Santiago de Compostela, Spain

We disembarked in the port of La Coruña, which has a long and varied history. Celts, Phoenicians, and Romans have all occupied it, and it is another of the legendary cities that claims Hercules as its founder. Our guides insisted that this is not Spain but Galicia, and that they are Celts because they play bagpipes and believe in witches.

We coached up to the famous Torre de Hercules lighthouse, Europe’s oldest working one, built by the Romans and rebuilt in the 18th century. From there, we watched our ship sail out of the harbor to make its way around Fisterra while we traveled inland to Santiago de Compostela.

According to legend, the body of Christ’s apostle James was discovered in this remote northwest corner of Spain in 813, and a magnificent cathedral was built to house his remains. Since the Middle Ages, Santiago de Compostela has become Christendom’s third most important place of pilgrimage, after Jerusalem and Rome. Millions of pilgrims have flocked here from all over Europe, crossing the Pyrenees at Roncesvalles or via Somport Pass.
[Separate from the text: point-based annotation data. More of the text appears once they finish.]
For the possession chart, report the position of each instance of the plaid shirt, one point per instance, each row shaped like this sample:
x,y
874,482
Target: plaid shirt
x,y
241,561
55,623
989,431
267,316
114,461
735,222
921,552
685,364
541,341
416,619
We attended the noon mass and were able to witness the swinging of the botafumero, a huge incense burner that had the very practical purpose of making the church interior smell better when crowded with odoriferous Middle Age pilgrims. Hopefully, we were all bathing more often these days.

Afterwards, we had a delightful lunch at the Hostal de los Reyes Catolicos including many glasses of local wine, finishing with a cup of a flaming witches brew called queimada. All the while Vinnie Butler (our own personal warlock and archeaologist) dramatically read the Queimada Spell.

Satiated, we boarded the buses for a pleasant drive (and little siesta) through rolling granitic hills to the seaside town of Muros, an old fortified port and a major area for the harvesting of oysters and mussels. A short Zodiac ride delivered us back to our waiting ship.